TÜRK KADINI
---İsmail KARA---
Son yıllarda aile içi şiddetin ve kadına karşı yapılan zulmün artışı
karşısında, bir insan olarak çok üzülüyorum.
Zira şu en gelişmiş çağda insanın insana zulmü, hazmedilir türden değil…
Hayvanlara karşı yapılan eziyetlerin dünyaca kınandığı, hayvan haklarıyla
ilgili sivil toplum kuruluşlarının hızla çoğaldığı şu zamanda, insan haklarının
daha ziyade ön planda tutulması gerektiğine inanıyorum.
Özellikle Türk kadını için geçmişimize baktığımızda, bugünkünden çok
daha ileri konumda olduğumuzu söylersek, abartmış olmayız.
Türk kadınının sosyal ve siyasal boyutunu ele almak için öncelikle tarih
içerisindeki durumunu ve gelişim seyrini incelemek gerekir. Türklerin Orta
Asya’daki varlığından itibaren İslam dininin kabul edildiği 8. yüzyılın
ortalarına kadar olan dönemde, Türk kadını toplumsal konum bakımından büyük
ölçüde erkekle eşitti. Hun hakimiyetinin sürdüğü devirlerde devletin başı
hakan, eşi hatun ile birlikte devleti temsil ederlerdi. Türklerin ilk yazılı
belgeleri olan Orhun Kitabelerinde Türk kadınından saygı ile bahsedilir. Devlet
ve milletle ilgili önemli kararların alındığı kurultaylara hatunlar da katılır
ve etkili olurdu. Kadın erkekler gibi çok iyi ata biner ve kılıç kullanırdı.
Yine bu dönemde evli kadın kutsal sayılır, ona hakaret edenler şiddetle
cezalandırılırdı. Bilinen gelenek ve görenekler her yönüyle erkeklere denk
olduklarını ispatlamaktadır.
Kadınları hor görmeye,
aşağılamaya ve onlara çeşitli hakaretlerde bulunmaya, eza-cefa etmeye hiçbir
erkeğin hakkı yoktur ve de olamaz.
Bakınız Hz.Muhammed bir
hadisinde ne diyor; “Kadınlara ancak asalet ve şeref sahibi kimse değer verir.
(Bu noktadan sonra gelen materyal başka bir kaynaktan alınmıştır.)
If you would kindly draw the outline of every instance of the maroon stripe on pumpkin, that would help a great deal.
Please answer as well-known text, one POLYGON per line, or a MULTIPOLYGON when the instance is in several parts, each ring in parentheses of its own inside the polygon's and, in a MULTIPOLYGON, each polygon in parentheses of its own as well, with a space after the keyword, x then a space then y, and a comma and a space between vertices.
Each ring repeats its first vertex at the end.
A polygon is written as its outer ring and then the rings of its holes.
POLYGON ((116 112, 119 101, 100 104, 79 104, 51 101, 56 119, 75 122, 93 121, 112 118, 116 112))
Onları ancak kötü ve aşağılık kimseler hor görür”.
Kadınları hor gören kötü ve
aşağılık kimse olmayalım.
Kadın, aile içinde bir
öğretmendir, bir eğitimcidir. Zira milletimizin birer ferdi olan çocukları,
geleceğe onlar hazırlar. Bu itibarla Büyük Önder Atatürk de şöyle der;
“Kadınlarımız erkeklerden daha çok aydın, daha çok kültürlü, daha fazla bilgili
olmaya mecburdurlar”. Öğretmen, nasıl bir saygınlığa sahip ise; kadınımız da
büyük bir saygınlığa sahiptir. Onları eğitimsiz ve geride bırakmaya da hiçbir
yönetimin, hiçbir şahsiyetin hakkı yoktur.
Kadınlarımıza önem verelim,
onların iyi yetişmesi, en azından aile içinde iyi bir eğitimci olmalarını
sağlamak için de azami gayreti gösterelim.